Reconstruction de la Sonara : entre effet d’annonce et réalités économiques au Cameroun
Sept ans après le terrible incendie qui a ravagé ses infrastructures, la Sonara tente de rassurer sur son avenir. Ce lundi 29 juin 2026, la direction générale a officiellement annoncé une phase de renaissance pour la société nationale de raffinage. Cependant, cette déclaration solennelle soulève de nombreuses interrogations sur la réalité des avancées concrètes du projet de réhabilitation.

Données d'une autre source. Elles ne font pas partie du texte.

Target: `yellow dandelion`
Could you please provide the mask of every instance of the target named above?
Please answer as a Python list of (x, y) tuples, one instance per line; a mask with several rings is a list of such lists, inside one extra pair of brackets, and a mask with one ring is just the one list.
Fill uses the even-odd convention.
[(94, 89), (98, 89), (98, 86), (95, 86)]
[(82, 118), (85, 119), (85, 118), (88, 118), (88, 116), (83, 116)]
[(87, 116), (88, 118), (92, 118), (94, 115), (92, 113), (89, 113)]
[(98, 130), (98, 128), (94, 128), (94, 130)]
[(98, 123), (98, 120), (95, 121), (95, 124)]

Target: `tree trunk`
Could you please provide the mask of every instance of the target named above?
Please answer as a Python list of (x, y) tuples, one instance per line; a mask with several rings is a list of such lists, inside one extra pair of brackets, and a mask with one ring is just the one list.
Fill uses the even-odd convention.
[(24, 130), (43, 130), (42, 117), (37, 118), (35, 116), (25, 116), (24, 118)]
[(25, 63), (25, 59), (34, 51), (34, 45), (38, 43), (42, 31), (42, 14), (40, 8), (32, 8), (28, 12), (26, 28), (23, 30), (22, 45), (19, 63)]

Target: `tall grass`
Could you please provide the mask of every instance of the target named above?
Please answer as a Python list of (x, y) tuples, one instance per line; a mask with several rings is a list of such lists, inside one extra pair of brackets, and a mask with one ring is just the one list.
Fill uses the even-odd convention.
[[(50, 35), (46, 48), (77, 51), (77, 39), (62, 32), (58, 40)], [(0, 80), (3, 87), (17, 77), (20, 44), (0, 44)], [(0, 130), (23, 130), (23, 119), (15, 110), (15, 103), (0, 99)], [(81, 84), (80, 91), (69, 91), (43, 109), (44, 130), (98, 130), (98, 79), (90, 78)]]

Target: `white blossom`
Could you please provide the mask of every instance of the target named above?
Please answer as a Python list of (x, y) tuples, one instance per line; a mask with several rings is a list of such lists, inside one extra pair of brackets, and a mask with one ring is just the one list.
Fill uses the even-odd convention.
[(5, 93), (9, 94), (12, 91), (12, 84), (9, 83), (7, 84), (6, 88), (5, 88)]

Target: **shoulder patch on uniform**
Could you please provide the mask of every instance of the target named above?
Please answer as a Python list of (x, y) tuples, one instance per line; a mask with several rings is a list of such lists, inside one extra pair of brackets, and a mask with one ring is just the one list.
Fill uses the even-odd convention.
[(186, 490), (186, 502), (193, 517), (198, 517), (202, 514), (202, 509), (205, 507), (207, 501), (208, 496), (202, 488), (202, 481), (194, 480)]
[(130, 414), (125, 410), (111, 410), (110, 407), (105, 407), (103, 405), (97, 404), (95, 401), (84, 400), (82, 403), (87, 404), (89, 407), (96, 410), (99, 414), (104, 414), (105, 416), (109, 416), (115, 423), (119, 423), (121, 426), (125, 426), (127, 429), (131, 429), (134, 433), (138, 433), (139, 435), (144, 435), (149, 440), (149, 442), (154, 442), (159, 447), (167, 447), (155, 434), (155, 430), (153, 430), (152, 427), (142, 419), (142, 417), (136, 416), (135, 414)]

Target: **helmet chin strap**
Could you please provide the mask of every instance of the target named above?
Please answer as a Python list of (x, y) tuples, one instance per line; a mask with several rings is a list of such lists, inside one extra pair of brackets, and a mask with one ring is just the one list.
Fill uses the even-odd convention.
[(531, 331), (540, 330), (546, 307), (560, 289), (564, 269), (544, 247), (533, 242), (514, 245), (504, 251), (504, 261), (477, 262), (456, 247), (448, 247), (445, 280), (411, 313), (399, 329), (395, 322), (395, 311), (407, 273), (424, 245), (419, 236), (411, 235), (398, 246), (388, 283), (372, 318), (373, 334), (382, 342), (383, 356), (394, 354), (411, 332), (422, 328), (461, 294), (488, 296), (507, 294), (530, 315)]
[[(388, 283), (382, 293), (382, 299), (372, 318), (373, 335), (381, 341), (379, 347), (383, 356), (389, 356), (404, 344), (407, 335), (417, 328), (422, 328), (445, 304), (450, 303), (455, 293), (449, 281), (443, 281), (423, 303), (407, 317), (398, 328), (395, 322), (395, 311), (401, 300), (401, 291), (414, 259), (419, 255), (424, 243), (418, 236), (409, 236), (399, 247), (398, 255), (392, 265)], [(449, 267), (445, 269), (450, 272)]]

Un plan de financement encore incertain
Alors que l’opinion publique attendait la signature d’accords stratégiques avec des partenaires financiers solides, la rencontre ministérielle s’est concentrée sur l’évaluation des coûts de reconstruction. Le modèle retenu, baptisé Design-Build-Finance-Maintain (DBFM), prévoit d’intégrer la conception, la construction, le financement et l’entretien des installations. Néanmoins, le processus semble encore à un stade préliminaire, loin de la mobilisation effective des capitaux nécessaires pour un chantier de cette envergure.
La Sonara face au succès de la raffinerie de Kribi
Cette offensive de communication survient dans un contexte particulier. Récemment, le secteur privé camerounais a salué les progrès de la nouvelle raffinerie de Kribi, un projet piloté par la SNH sous l’impulsion de Nathalie Moudiki. La comparaison entre les deux structures est inévitable, d’autant plus que la Sonara met désormais en avant une unité d’hydrocraqueur pour traiter le brut local, une technologie déjà intégrée dans le projet concurrent de Kribi.
Des enjeux politiques et de souveraineté
Certains observateurs y voient une tentative de séduction auprès du président Paul Biya, au moment où l’exécutif évalue l’efficacité des hauts responsables nommés pour accompagner le développement du pays. Parallèlement, des critiques visent le projet de la SNH, créant une atmosphère de tension entre les différents acteurs du secteur énergétique national.
Leçons régionales et opportunités manquées
L’histoire de la réhabilitation de la Sonara est marquée par des rendez-vous manqués. En 2020, une offre de modernisation proposée par le groupe russe Lukoil n’avait pas été retenue par le gouvernement. Aujourd’hui, alors que des pays comme l’Angola, la Zambie ou l’Ouganda s’appuient sur des partenariats internationaux, notamment avec la Chine ou la Russie, pour développer leurs capacités de raffinage, le Cameroun semble encore chercher sa voie.
L’exemple du Nigeria voisin, avec la raffinerie privée de Dangote qui transforme une part majeure de la production nationale, interroge également sur le modèle de gestion à adopter pour garantir la souveraineté énergétique du pays face aux importations massives.